Moneybox

Marco Rubio Has Introduced an Awesome (and Bipartisan!) Student Loan Bill

Please don’t mess this up, Rubio.  

Photo by Alex Wong/Getty Images

Here’s the good news: A bipartisan bill has been introduced into the Senate that might just solve the single most pressing problem with student debt.

Now the bad news: One of the sponsors is Florida Sen. Marco Rubio. And as Jonathan Chait once so succinctly put it, “Everything Rubio touches has turned to shit.”

But let’s focus on the positive. I’ve made the case before that student loans would be a dramatically less hellish burden if Washington just tweaked the way borrowers repay their debts. Instead of the standard 10-year plan, everyone should automatically be enrolled in a program where they just pay a percentage of their income every month. Options like this already exist to help troubled borrowers, but they’re poorly publicized and signing up is a stupidly complicated process. And as a result, millions of Americans needlessly default on their education debt, even though help is technically just a bit of paperwork away. (To be precise: About 15 percent of borrowers default within three years of starting payments.) Making income-based repayment the baseline option would cure all that financial pain.

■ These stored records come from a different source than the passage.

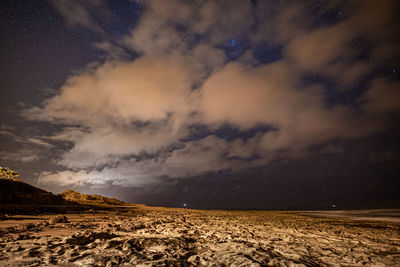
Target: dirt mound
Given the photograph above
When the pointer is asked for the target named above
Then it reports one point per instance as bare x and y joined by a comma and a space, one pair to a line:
76, 197
18, 192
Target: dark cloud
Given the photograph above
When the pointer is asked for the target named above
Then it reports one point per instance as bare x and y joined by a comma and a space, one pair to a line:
129, 119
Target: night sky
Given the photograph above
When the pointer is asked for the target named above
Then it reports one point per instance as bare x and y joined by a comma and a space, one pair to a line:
213, 104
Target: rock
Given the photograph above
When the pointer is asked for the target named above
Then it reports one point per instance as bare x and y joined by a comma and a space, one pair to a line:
58, 219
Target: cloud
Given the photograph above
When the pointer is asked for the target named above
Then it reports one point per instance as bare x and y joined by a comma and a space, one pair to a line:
39, 142
78, 13
128, 122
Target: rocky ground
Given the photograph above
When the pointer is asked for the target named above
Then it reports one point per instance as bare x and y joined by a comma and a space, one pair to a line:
181, 237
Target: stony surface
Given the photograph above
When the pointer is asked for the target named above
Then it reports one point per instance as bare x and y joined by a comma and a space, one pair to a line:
173, 237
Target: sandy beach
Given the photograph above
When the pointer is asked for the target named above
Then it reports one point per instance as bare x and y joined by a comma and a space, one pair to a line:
148, 236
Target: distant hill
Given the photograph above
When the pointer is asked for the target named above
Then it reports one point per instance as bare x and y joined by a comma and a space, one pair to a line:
14, 191
70, 195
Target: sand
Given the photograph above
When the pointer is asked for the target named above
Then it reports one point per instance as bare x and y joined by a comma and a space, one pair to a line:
183, 237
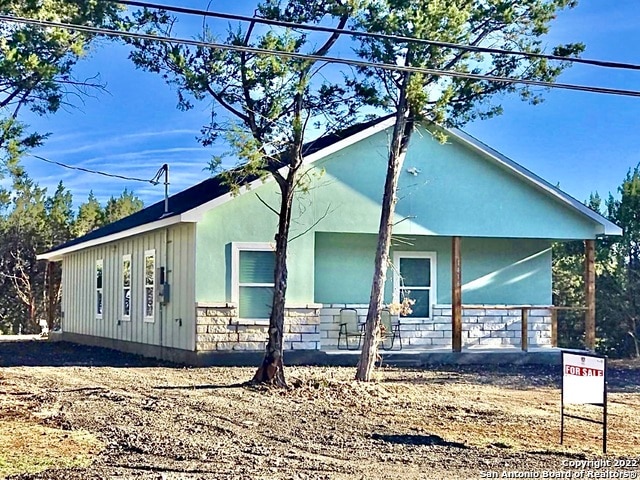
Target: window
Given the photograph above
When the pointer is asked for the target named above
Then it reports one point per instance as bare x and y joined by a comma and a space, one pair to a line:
253, 266
149, 285
414, 278
126, 287
99, 298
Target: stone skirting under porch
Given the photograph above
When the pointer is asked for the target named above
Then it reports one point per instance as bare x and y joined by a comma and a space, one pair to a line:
316, 327
218, 328
494, 326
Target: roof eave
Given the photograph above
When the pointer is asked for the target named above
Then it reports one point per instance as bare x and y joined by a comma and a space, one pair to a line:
57, 254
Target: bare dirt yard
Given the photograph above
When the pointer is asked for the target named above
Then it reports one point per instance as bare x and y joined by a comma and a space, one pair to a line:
71, 412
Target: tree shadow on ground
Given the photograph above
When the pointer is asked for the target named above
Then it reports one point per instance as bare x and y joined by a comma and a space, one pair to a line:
42, 353
201, 387
410, 439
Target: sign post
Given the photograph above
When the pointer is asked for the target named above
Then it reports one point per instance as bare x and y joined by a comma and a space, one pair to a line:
584, 382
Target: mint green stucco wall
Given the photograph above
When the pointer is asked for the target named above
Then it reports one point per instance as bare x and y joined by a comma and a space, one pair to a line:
494, 271
458, 192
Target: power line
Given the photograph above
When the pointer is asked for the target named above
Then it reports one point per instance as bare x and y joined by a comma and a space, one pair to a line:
358, 33
318, 58
154, 181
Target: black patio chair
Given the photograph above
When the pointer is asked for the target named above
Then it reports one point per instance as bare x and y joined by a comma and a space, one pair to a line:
350, 328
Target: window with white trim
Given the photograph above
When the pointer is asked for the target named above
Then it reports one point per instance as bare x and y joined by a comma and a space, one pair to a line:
126, 287
99, 279
149, 285
415, 278
253, 279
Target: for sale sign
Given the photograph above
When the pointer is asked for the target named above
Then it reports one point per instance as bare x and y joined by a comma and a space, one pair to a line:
583, 378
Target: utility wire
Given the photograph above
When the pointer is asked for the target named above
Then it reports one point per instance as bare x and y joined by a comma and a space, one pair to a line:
319, 58
153, 181
382, 36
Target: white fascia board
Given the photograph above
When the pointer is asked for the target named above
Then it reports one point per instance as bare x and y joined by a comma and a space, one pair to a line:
195, 214
608, 227
57, 255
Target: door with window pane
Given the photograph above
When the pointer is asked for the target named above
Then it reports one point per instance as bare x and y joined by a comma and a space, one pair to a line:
416, 282
255, 281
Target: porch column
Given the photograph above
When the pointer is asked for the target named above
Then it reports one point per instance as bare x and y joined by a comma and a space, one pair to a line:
50, 293
590, 294
456, 295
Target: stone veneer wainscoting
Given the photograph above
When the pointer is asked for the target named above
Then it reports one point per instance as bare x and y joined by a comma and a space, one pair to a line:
218, 328
482, 326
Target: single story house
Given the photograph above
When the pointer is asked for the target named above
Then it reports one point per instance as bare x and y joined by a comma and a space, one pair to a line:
472, 245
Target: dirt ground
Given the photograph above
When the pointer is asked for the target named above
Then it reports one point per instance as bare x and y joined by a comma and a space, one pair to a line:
71, 412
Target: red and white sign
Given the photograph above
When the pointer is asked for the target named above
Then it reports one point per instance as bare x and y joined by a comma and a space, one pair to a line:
582, 378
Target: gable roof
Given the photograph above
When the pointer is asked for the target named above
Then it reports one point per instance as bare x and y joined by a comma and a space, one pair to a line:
189, 205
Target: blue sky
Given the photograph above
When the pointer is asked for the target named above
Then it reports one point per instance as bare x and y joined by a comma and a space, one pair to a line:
583, 142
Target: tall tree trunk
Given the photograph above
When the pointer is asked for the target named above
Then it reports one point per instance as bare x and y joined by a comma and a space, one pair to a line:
271, 371
401, 135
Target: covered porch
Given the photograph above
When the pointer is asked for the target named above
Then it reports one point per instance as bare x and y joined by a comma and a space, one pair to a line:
470, 327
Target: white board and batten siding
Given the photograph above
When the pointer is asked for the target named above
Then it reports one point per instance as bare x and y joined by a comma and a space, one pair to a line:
174, 250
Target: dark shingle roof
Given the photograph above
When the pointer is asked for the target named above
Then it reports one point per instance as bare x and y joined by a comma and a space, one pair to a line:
202, 192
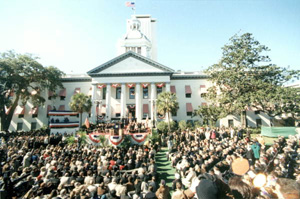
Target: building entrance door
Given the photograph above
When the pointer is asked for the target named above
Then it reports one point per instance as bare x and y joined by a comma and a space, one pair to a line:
131, 112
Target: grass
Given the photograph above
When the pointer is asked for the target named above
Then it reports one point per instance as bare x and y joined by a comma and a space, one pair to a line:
164, 168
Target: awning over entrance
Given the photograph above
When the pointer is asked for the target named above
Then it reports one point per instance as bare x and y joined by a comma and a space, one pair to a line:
189, 107
173, 89
20, 110
77, 90
118, 108
63, 93
146, 108
188, 89
61, 108
34, 111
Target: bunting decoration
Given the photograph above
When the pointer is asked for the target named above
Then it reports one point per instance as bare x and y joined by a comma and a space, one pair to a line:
161, 116
130, 85
131, 106
115, 85
87, 123
139, 137
116, 140
160, 85
145, 85
100, 86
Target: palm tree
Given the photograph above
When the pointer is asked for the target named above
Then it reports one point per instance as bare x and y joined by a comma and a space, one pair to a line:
80, 103
166, 104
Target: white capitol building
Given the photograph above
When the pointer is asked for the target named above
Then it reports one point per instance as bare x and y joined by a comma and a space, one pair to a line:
128, 85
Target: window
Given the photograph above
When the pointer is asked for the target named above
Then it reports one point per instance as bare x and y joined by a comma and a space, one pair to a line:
139, 50
230, 123
188, 95
145, 93
258, 122
191, 122
33, 125
104, 93
19, 126
203, 95
158, 90
118, 93
131, 93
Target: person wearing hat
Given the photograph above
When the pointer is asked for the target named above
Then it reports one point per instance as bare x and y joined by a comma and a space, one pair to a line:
163, 192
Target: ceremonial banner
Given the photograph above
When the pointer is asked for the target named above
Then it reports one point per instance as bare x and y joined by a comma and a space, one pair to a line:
115, 85
276, 131
100, 86
116, 139
160, 85
145, 85
130, 85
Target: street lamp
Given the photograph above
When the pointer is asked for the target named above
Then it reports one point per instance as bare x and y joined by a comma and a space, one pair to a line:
97, 102
153, 118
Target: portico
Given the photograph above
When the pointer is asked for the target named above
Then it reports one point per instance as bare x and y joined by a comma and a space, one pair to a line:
138, 87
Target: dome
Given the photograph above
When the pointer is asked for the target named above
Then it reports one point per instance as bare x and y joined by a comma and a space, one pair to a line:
135, 24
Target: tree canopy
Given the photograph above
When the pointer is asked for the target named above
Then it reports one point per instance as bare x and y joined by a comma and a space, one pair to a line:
209, 113
23, 78
167, 104
244, 78
80, 103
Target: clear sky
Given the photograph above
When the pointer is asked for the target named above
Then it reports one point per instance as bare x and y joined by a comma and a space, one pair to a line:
78, 35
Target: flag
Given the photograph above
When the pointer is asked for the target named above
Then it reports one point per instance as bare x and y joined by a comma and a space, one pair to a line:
130, 4
87, 123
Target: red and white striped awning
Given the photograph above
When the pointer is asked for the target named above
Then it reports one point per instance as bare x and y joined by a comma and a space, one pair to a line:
61, 108
77, 90
103, 109
63, 93
118, 108
50, 93
48, 108
34, 111
61, 113
7, 110
189, 107
90, 93
173, 89
145, 108
188, 89
63, 125
20, 110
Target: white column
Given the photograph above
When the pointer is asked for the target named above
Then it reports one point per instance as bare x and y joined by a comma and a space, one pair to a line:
168, 87
123, 100
138, 107
108, 99
94, 97
153, 97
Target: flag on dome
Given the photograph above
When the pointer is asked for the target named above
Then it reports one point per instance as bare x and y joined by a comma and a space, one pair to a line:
130, 4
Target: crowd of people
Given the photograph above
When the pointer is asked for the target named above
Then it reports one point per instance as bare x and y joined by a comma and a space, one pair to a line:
39, 165
203, 161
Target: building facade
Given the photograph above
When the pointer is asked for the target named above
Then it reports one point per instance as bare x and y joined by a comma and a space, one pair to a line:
128, 85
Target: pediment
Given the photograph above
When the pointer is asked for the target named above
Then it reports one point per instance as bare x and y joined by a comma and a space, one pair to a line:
130, 63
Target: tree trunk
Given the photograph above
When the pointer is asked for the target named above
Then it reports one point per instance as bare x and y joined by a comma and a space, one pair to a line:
243, 119
169, 125
6, 119
80, 123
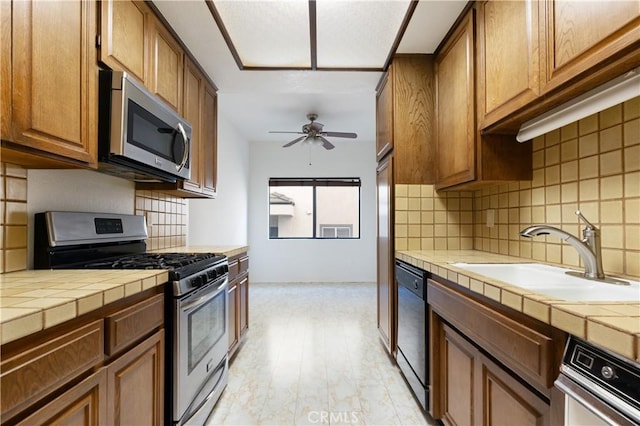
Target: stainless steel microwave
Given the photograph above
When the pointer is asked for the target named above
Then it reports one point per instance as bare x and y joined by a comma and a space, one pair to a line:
139, 137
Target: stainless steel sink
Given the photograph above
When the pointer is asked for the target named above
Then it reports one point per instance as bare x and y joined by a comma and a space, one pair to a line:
553, 281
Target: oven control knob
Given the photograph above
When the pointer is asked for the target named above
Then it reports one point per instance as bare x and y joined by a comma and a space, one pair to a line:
608, 372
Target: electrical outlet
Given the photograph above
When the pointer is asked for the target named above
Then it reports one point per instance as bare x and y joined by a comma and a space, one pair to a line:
491, 218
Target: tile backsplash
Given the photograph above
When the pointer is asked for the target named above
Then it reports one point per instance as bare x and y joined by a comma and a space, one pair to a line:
592, 165
166, 218
13, 218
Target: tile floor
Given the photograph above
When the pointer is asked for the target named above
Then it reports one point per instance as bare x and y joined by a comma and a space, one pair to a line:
313, 356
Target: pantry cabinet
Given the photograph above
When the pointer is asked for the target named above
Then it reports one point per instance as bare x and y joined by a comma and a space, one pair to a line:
105, 367
385, 287
238, 314
466, 158
490, 365
49, 94
404, 117
509, 64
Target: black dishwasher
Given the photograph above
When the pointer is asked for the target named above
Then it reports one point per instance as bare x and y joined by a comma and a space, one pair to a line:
412, 329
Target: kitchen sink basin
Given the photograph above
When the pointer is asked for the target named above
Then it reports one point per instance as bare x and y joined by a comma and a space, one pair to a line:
553, 281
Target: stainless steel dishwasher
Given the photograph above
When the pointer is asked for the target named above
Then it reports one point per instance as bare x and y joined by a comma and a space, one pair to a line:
412, 329
600, 387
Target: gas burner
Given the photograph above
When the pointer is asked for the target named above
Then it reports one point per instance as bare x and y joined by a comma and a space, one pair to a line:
169, 261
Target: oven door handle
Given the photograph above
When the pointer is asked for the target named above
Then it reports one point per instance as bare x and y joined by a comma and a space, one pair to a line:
201, 300
601, 408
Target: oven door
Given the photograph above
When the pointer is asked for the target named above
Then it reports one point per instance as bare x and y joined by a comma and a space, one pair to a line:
200, 348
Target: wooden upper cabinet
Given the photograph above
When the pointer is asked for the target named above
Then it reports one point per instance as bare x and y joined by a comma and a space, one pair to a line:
404, 115
581, 35
166, 65
455, 107
210, 141
199, 109
123, 36
508, 57
51, 98
192, 112
384, 116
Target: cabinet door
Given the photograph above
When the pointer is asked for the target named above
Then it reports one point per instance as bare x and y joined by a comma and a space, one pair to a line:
232, 316
508, 57
385, 285
83, 404
123, 36
54, 101
166, 65
458, 378
502, 400
384, 116
136, 385
192, 112
243, 287
455, 105
579, 37
209, 135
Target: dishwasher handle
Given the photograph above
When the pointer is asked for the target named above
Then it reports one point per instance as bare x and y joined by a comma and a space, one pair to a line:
411, 278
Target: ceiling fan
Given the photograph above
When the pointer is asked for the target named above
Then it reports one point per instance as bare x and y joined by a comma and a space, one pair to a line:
313, 132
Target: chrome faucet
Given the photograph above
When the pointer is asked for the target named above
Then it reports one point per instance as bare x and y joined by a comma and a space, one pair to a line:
588, 247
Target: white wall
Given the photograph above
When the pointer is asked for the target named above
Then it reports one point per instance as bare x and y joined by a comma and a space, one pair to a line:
223, 220
312, 260
75, 190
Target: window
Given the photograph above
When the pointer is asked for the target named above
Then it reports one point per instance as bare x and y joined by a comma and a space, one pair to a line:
322, 208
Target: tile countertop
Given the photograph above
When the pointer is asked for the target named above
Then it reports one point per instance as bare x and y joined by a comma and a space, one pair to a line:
228, 250
33, 300
612, 325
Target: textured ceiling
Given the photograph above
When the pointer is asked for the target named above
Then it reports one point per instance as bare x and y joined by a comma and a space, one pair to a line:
258, 101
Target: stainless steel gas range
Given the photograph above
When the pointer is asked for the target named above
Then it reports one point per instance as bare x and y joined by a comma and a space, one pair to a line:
196, 299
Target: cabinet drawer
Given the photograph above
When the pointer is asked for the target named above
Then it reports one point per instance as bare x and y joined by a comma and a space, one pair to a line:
43, 368
524, 350
133, 323
243, 264
234, 268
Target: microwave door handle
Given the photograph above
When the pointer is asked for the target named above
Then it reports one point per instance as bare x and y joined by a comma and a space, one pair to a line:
185, 141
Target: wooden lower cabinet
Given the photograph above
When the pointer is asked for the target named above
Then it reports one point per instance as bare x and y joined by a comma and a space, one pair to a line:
136, 383
238, 296
476, 391
490, 366
83, 404
67, 376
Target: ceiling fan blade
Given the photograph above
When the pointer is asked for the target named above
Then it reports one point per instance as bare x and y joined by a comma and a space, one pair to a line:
296, 140
340, 135
325, 143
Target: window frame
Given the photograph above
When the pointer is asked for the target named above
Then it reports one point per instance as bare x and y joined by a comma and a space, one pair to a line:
316, 182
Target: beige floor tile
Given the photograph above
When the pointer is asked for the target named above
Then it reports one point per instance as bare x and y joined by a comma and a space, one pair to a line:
313, 356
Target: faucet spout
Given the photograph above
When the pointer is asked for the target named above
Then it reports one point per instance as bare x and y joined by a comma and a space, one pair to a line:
590, 258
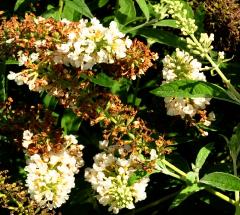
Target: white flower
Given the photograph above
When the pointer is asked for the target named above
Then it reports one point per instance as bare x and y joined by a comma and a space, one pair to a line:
153, 154
91, 44
182, 66
22, 59
103, 144
109, 177
12, 75
27, 136
34, 57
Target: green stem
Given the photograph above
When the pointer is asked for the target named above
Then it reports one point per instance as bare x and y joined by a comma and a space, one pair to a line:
136, 91
237, 212
142, 25
61, 2
155, 203
220, 73
216, 193
222, 196
171, 166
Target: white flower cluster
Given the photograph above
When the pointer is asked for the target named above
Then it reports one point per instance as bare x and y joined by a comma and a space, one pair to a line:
50, 177
110, 179
178, 11
203, 47
182, 66
29, 78
92, 43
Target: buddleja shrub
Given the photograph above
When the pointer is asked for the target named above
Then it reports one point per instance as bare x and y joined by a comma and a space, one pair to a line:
96, 109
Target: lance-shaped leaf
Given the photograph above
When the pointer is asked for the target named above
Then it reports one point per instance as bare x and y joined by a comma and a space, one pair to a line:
163, 37
202, 155
184, 194
126, 12
144, 7
80, 6
192, 89
222, 180
234, 143
3, 83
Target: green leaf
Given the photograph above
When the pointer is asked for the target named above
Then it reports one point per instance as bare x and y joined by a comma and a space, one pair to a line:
102, 3
192, 89
70, 122
132, 99
222, 180
80, 6
163, 37
167, 23
126, 12
104, 80
18, 4
11, 62
137, 175
188, 8
234, 143
202, 155
144, 7
51, 12
50, 102
184, 194
68, 12
3, 87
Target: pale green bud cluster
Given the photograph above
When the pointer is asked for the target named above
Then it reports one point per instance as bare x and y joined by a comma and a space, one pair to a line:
177, 11
201, 47
161, 10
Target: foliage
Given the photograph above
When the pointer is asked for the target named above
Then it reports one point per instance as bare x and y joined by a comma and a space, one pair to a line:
115, 105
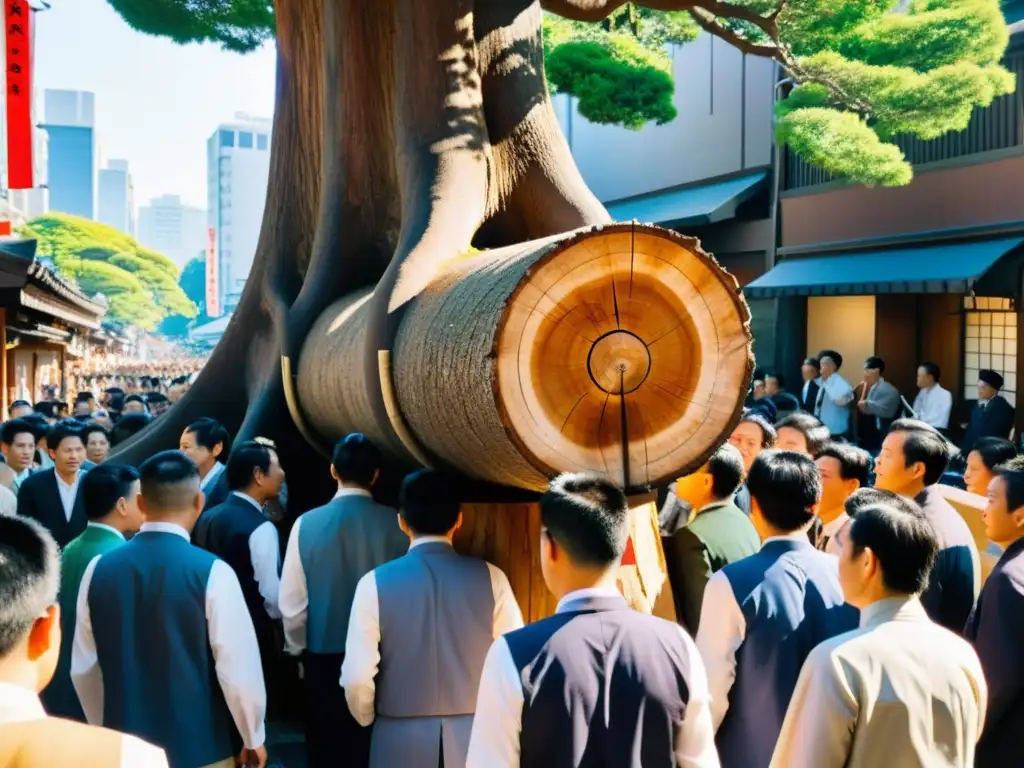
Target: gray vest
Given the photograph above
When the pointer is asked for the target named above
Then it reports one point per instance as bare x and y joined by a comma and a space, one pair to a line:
339, 544
437, 623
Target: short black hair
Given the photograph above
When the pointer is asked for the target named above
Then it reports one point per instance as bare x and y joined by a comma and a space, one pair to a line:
876, 363
428, 503
1012, 473
170, 481
815, 433
836, 357
588, 516
103, 485
866, 496
30, 578
932, 370
208, 433
994, 451
128, 425
62, 431
13, 427
926, 444
768, 433
902, 540
786, 487
356, 460
246, 458
726, 469
854, 463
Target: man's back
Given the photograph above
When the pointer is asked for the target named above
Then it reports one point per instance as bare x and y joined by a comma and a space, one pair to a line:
778, 604
900, 690
955, 578
641, 674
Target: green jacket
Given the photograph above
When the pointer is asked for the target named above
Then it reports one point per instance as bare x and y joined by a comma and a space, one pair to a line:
59, 696
721, 534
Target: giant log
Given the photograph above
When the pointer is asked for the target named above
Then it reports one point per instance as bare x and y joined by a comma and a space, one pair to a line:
623, 349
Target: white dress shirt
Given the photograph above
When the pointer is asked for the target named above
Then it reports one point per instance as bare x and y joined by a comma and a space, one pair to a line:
933, 407
722, 631
68, 493
19, 705
498, 722
358, 671
231, 637
294, 600
264, 551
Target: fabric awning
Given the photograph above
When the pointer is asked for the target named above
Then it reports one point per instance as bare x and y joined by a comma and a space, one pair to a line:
694, 205
946, 267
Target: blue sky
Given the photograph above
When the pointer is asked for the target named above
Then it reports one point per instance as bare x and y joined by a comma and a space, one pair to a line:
157, 102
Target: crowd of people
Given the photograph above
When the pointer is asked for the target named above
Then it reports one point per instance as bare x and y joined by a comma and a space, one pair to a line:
830, 609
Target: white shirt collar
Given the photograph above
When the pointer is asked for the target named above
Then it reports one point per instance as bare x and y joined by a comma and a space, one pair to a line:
165, 527
352, 492
103, 526
429, 540
211, 475
249, 499
585, 594
19, 705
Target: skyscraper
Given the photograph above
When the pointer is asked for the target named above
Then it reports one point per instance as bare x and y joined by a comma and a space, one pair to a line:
172, 227
73, 152
238, 166
117, 197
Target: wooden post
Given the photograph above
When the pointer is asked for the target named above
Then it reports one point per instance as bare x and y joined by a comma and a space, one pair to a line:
508, 536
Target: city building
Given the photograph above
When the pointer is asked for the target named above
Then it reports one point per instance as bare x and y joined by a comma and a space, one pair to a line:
117, 197
73, 155
927, 271
173, 227
238, 166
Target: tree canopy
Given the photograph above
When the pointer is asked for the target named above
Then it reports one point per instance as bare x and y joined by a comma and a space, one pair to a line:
863, 71
140, 286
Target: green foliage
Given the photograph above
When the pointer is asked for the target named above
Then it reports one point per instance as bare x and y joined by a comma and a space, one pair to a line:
140, 286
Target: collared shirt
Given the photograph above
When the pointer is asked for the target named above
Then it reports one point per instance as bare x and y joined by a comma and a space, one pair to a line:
933, 406
358, 671
68, 493
498, 721
294, 593
19, 705
722, 631
264, 552
231, 638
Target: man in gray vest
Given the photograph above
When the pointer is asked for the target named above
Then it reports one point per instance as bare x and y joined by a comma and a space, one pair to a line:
420, 630
597, 684
330, 550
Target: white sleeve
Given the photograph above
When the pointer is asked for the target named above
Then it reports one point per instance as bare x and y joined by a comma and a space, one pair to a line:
719, 637
498, 720
138, 754
236, 654
694, 735
85, 673
507, 613
264, 549
294, 597
363, 651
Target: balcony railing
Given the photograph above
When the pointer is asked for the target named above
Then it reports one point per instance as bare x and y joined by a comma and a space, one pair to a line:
998, 126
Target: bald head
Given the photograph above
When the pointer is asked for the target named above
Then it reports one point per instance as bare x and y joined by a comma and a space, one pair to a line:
170, 488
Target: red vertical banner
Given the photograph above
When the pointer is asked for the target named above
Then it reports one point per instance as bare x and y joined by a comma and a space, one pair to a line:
212, 273
17, 51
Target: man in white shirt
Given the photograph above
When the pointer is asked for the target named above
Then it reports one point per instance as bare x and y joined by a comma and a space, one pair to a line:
900, 690
543, 685
30, 576
420, 630
164, 644
933, 403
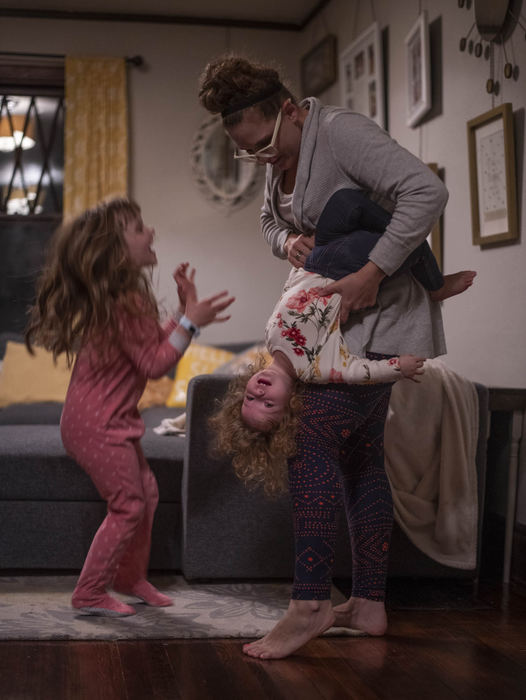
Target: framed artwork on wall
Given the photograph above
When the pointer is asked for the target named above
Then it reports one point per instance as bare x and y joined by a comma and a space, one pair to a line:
319, 67
492, 178
418, 71
435, 237
362, 76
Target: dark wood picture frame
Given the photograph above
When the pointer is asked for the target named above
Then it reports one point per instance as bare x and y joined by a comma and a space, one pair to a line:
493, 184
319, 67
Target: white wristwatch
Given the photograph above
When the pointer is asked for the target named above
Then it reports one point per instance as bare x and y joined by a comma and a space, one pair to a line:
190, 326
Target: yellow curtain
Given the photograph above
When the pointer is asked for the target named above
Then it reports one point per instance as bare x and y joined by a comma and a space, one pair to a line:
96, 132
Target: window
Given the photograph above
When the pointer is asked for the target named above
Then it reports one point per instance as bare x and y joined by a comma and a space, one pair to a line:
31, 154
31, 177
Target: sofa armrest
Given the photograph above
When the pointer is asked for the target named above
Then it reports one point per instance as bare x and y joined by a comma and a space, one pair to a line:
228, 530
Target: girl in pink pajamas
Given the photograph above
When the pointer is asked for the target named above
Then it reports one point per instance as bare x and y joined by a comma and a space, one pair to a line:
95, 300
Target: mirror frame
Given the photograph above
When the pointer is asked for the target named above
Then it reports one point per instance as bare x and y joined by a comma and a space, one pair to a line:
223, 200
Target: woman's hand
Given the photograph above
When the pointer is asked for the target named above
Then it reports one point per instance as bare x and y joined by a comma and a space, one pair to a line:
410, 366
358, 290
298, 248
185, 284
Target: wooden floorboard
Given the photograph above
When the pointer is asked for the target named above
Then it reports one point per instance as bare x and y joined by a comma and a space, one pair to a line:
473, 652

Today, Rubio and Virginia Democrat Mark Warner debuted a bill to do just that, called the Dynamic Repayment Act. (The name is terrible. What does “dynamic” mean here?) It looks pretty solid overall. All federal loan borrowers would be enrolled in an income-based program where they paid 10 percent of their earnings each month, with a $10,000 annual exemption. Meanwhile, the government would collect the money directly from workers’ paychecks, just like tax withholding. One potentially controversial part: It would forgive up to $57,500 worth of loans after 20 years, but anything above that amount wouldn’t be forgiven for 30 years. (The current Pay as You Earn repayment program forgives all debts after two decades.) But borrowers who don’t like the income-based option could opt out and set their own payment timetable.

Again, the virtue of this bill is that it would ensure pretty much every student would face a reasonable monthly payment while eliminating the vast majority of defaults. It’s not a plan to reduce student debt. But it would make loans far safer, which needs to be the immediate priority while we solve the much harder problem of making borrowing less necessary to begin with.  

Back to Rubio: As you may recall from the sad demise of immigration reform, Rubio doesn’t have a sterling track record of selling his own party on bipartisan policy proposals. And while I can’t think of a principled reason why the House GOP would undercut this idea (one of their own, Tom Petri, has been proposing a similar concept for decades, but he’s notoriously moderate), I wouldn’t put it past them. I can only hope that as Rubio gets closer to a presidential run, his Republican labelmates might feel less apt to sabotage his pet projects.

Or who knows—maybe Democrats won’t get on board with the idea. There are a million ways for legislation to die in the Senate.